OK, descendons dans la rue. Vociférons notre mécontentement quant à  cette loi ou cette reforme, toujours plus liberticide, toujours plus  dure avec la protection des travailleurs. Sur le papier, super. Un élan  solidaire, quoique parfois trop jacobins et parisiens. Basé sur des  forces vives, souvent prêtes à presque tout : paralyser un pays, des  artères de circulation dans une ville, des boulevards entiers…

Se faire entendre avec du slogan, et de la bannière : humour, jeux de  mots, chants, qui font parler le collectif ou lui donnent une voix. Le  rassemblent, l’amalgame, autour d’une éventuelle cause commune qui en  devient presque noble, dépassant la simplicité et la normalité évidente  de sa revendication initiale.

Alors pour cela, on arpente les rues, les avenues, à plein derrière  une phrase bien trouvée. Lycéens, étudiants, travailleurs, brassés tous  ensemble ou presque, quoique regroupés par affinités et groupes aux  leaderships concertés mais disparates. Chacun à sa place dans un grand  tout. Et on s’échange les sans étiquettes (dont j’ai fait partie un  temps comme je le disais plus haut) entre groupes.


Manifester oui, mais dans les clous

Parce que prendre la rue, d’accord.

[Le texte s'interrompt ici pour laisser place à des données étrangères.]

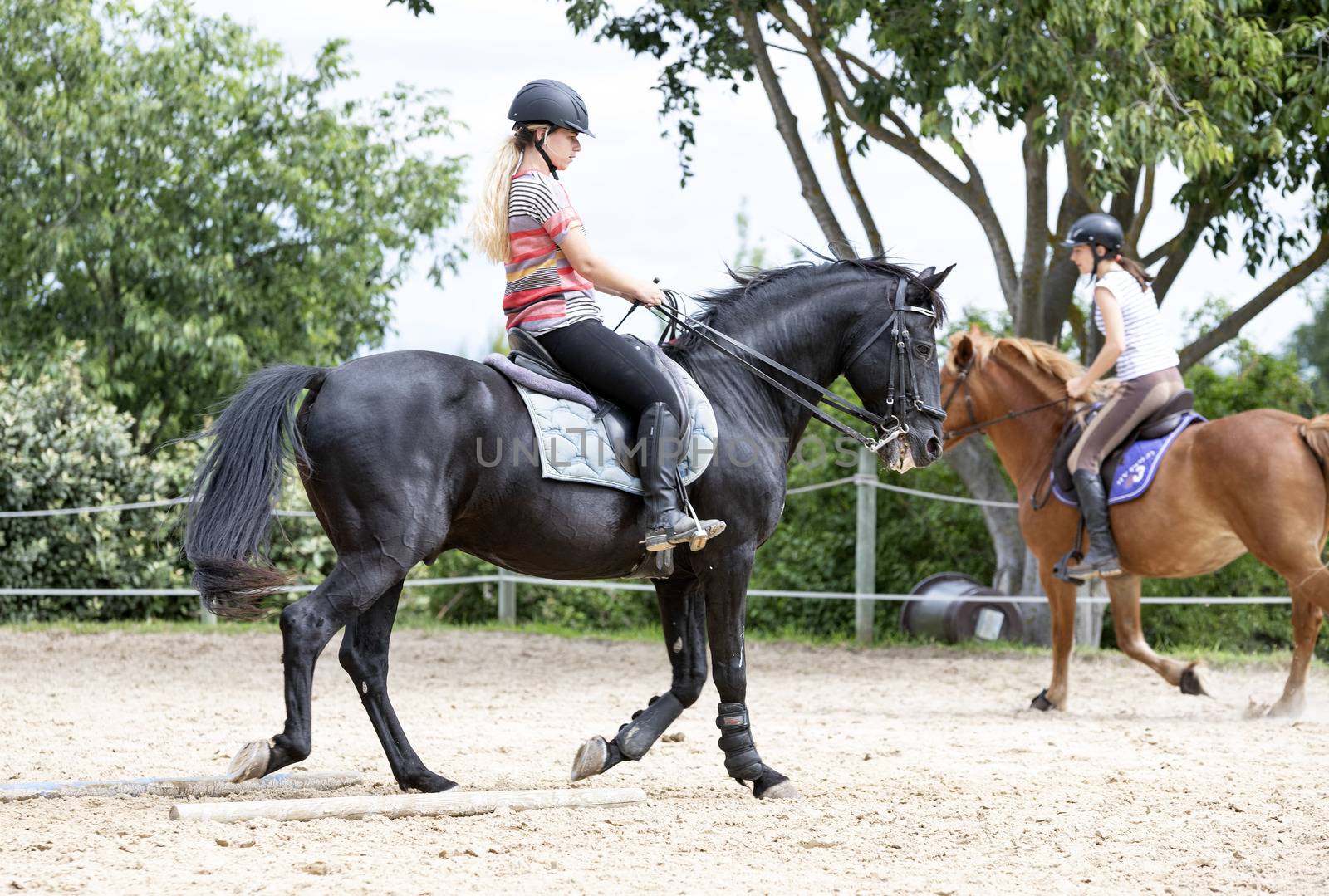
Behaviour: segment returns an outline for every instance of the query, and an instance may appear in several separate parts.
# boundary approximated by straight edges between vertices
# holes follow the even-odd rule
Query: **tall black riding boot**
[[[641,475],[650,512],[646,549],[667,550],[690,541],[696,550],[707,538],[724,532],[722,520],[696,520],[684,509],[683,483],[678,475],[683,455],[680,428],[663,401],[642,411],[637,437],[642,445]]]
[[[1112,526],[1107,518],[1103,477],[1095,471],[1076,469],[1071,479],[1075,480],[1075,495],[1084,514],[1084,528],[1088,529],[1088,553],[1079,565],[1067,569],[1066,574],[1075,578],[1119,576],[1122,565],[1116,558],[1116,542],[1112,541]]]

Se réunir pour se faire entendre,  bien sûr. Mais là, pour les manifs dont je parle, il s’agit  majoritairement de déambuler dans un circuit vu et corrigé par les  instances dirigeantes, l’administration préfectorale, l’autorité de  l’État.

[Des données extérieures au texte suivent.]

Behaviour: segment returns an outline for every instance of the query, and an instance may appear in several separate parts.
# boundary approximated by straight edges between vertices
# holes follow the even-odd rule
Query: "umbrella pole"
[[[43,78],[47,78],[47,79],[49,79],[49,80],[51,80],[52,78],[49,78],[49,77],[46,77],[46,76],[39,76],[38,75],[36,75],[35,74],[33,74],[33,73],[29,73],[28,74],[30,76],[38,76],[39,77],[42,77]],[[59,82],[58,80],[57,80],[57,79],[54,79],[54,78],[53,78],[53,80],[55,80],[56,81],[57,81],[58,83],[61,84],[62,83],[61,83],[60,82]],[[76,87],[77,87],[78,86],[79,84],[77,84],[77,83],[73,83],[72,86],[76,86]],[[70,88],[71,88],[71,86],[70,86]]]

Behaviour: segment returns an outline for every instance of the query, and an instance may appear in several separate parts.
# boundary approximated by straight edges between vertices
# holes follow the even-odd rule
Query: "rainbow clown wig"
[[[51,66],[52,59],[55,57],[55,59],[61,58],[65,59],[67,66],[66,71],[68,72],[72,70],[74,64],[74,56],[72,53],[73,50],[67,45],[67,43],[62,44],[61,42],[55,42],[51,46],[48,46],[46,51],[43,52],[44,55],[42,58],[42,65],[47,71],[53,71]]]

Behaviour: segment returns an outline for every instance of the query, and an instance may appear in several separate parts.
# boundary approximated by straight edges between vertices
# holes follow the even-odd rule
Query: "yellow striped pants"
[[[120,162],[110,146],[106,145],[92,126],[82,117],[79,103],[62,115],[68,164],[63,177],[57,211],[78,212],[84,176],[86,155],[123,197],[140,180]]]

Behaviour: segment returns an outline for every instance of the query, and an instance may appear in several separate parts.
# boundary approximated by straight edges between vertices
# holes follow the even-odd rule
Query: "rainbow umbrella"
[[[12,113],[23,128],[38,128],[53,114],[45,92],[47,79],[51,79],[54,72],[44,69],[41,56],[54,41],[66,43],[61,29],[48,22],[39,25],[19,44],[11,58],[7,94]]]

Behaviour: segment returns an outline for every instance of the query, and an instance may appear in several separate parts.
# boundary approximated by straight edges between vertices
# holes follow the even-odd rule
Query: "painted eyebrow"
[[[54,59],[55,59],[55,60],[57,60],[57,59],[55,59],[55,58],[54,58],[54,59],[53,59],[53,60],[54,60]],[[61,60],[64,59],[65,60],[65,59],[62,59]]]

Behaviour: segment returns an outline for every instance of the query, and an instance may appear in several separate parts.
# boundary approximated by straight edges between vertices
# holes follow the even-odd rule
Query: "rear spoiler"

Ni plus ni moins : contester l’oppression dans le cadre donné par celui qui nous opprime. Incroyable mais vrai.

La trajectoire des manifestations est choisie, après conception,  retouchable au besoin. On évite autant que faire se peut deux choses :  les lieux de pouvoir stratégiques, et les manifestations sauvages. C’est  à dire grosso modo, les deux accès du vrai danger, les deux premières  conditions d’un éventuel climax. Bastille, République, Nation,  invariablement ou presque…

La manifestation est donc un outil dans les clous. Bien rangé. Je ne  parle des manifestants, qui eux sont, je n’en doute pas, animés d’un  esprit de combat, de lutte, de revanche, d’honneur. Mais les dés sont  super pipés non ? Dans la mesure où le maillon qui oppresse est celui  qui dirige la contestation, rien n’est potentiellement fertile, porteur  de changements concrets, profonds, et j’allais même dire radicaux.

Pourtant, n’est-ce pas là le sens de la lutte ? La concrétisation du  changement ? Ou bien, comme peut le dire Francis Cousin, le syndicat  n’est-il que la balance de la légitimation de la constante réduction des  droits à mesure du grandissement agressif du capitalisme (là on est  dans du gros marxisme, yolo) ?


Reprendre au mot

Manifester. Redéfinissons le proprement : porter le manifeste de ses  idées. Dans son verbe et dans son action. Dans son cœur et ses gestes.  En étant le seul maître de ses phrases, et le seul maître de ses  mouvements. Établissant de fait une relation strictement horizontale et  égale avec les autres, tous.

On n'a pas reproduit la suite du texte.